Двоюродная сестра моя не была революционеркой, как ее братья, она была обыкновенным, рядовым советским служащим: служила на телеграфе, работала корректором в газете, работала в качестве счетовода, а в последние годы перед войной была домашней хозяйкой — воспитывала дочь и несла обычную, рядовую общественную работу.
Именно потому, что жизнь моей сестры и ее дочери типична для жизни любого рядового служащего и так называемого «иждивенца», то есть неработающего члена семьи, я позволю себе рассказать здесь, как прожили моя сестра и племянница зиму 1941–1942 года в Ленинграде.

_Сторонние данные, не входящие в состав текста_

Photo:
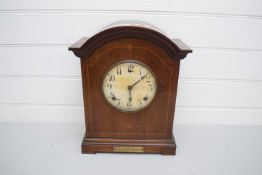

Поскольку ни сестра, ни ее дочь нигде не служили, они получали каждая обычный хлебный и продовольственный паек иждивенца, то есть самый минимальный паек в Ленинграде. У них не было никаких связей и знакомств, благодаря которым они могли бы получить что-нибудь дополнительно. В самые тяжелые времена они получали по 125 граммов хлеба, к которому были примешаны суррогаты. В то время, когда я встретился с ними, они получали по 300 граммов хлеба (в это время служащие получали уже 400 граммов, а рабочие — 500). Для того чтобы вскипятить чай и сварить свою скудную пищу и немного обогреться, они вынуждены были из этого скудного хлебного пайка экономить некоторое количество для того, чтобы на хлеб выменять немного дров.
Человек, привыкший к обычным нормальным условиям жизни, может не поверить мне, что при этих условиях и сестра моя, и ее дочь остались живы. Да, они остались живы, как сотни и сотни тысяч ленинградцев, находившихся в одинаковом с ними положении.
Они остались живы прежде всего и главным образом потому, что это были уже не обычные рядовые люди в обычных нормальных условиях жизни. Сестра моя жила в новом громадном ленинградском доме, население которого равно было населению иного города районного значения. С войной значительная часть этого населения была эвакуирована. В течение зимы некоторая часть вымерла от голода и холода. Но все же это был громадный дом, или «объект», как стали называть во время войны все здания, могущие быть подверженными бомбардировке, артиллерийскому обстрелу или пожару. Сестра моя всю зиму была начальником этого объекта, то есть начальником противовоздушной и противопожарной обороны всего этого здания. Иными словами, сестра моя была уже одним из сотен тысяч сознательных защитников родного города, человеком исключительной моральной стойкости, самодисциплины, человеком, знающим, что виновником ее тяжелого положения является бешеный враг, стоящий у ворот города, человеком, полным ненависти к этому врагу и неукротимого желания жить, работать и бороться наперекор и назло этому врагу.
Я свидетельствую, что дом, в котором жила моя сестра, когда я попал в него, находился в абсолютном порядке. Конечно, в нем, как и в большинстве ленинградских домов, не было электрического света, не действовала канализация, и воду нужно было брать из кранов во дворе. Но дом и двор содержались в абсолютной чистоте. Сестра с гордостью показала мне газету, в которой был ее портрет, портрет домашней хозяйки, объект которой вышел на первое место в районе. Вокруг дома, по удобству местности, были густо расположены зенитки. Сестра знала в лицо большинство зенитчиков, как и они знали ее, — они были уже товарищами в общем деле обороны города.